This semester, I have the pleasure of being a fellow at the Virginia Ball Center for Creative Inquiry.  The idea behind the VBC is to create space for immersive, collaborative, interdisciplinary learning.  The reality of being at the VBC is, well, flat-out fantastic.  It’s the only teaching responsibility I have this semester, and it’s the only coursework my students have (they’re each earning 15 credit hours for the seminar).  We get to meet in a beautiful house; we get to travel to Washington, DC; and we get to work together in ways that regular classes just can’t allow.

English majors are working together with students majoring and minoring in Communication Studies, Digital Publishing, History, Sociology, Telecommunications, and other fields in my seminar to investigate what we’re calling “vernacular memorials.”  You’ve seen them: roadside crosses marking the scene of an accident, complex tattoos honoring a friend or family member, decal stickers on a car’s rear window, blogs and Facebook pages kept open in honor of someone who has passed away.  And maybe, like me and my students, you’ve wondered about the stories behind them.  Thrillingly enough, that’s just what we get to investigate this semester, and our goal is to develop a map of the memorials we’ve found in Delaware County along with a catalog-style book of photographs and essays documenting them.

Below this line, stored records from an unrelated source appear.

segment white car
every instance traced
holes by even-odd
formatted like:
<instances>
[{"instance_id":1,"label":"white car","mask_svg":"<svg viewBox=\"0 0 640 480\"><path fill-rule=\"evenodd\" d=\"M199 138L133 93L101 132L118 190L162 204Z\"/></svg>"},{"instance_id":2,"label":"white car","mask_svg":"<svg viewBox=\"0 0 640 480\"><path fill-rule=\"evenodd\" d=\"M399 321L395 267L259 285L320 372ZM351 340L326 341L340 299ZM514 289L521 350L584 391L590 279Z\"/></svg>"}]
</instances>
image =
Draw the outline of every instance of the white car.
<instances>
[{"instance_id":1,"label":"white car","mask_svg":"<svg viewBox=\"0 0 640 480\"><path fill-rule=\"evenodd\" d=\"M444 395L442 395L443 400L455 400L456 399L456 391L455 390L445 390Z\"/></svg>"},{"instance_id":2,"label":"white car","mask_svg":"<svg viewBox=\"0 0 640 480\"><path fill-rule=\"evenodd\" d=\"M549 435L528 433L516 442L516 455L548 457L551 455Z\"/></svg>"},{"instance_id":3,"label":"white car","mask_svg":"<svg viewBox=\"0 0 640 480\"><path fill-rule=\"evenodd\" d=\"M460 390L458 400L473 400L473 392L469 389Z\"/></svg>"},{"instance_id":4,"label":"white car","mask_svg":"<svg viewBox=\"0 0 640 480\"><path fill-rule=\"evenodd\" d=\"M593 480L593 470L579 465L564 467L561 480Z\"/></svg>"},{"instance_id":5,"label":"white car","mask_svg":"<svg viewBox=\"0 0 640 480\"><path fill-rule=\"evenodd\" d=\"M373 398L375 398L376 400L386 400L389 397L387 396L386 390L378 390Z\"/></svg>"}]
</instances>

In preparing to teach this seminar, I had to go outside my comfort zone.  Usually, I read and write about twentieth-century American women writers.  But this summer I read articles in journals like Death Studies, Folklore, Material Religion, Qualitative Sociology, and Visual Studies.  Usually, I sit in front of a computer with a pile of books to prepare for my classes.  But this summer I traveled to Washington, DC, to do some reconnaissance for our class trip, and I drove around Delaware County a lot.  And now that the semester’s started, my students are helping to push me (and themselves) even further outside our collective comfort zones.  We’re teaching ourselves to create an annotated map on Google Earth (we’ll have a link to it in a future blog post).  We’re making our way through the IRB approval process, making appointments with the Delaware County Department of Transportation, and taking photographs.  It’s thrilling and more than a little bit terrifying.

I invite you to check back with the English Department’s blog throughout the semester to find out more about the seminar as it develops.  And you won’t have to hear about it from me—English majors will be writing future posts.  I’ll also invite you now to attend our end-of-the-semester showcase, where you’ll see the remarkable work I know my students will do.  And finally, when the spring VBC fellows (or those who will be running seminars in future semesters) come a-calling, I encourage you to apply to join a seminar.  Where else will you get the chance to throw yourself in the deep end with a bunch of sharp, creative, committed peers to create and collaborate?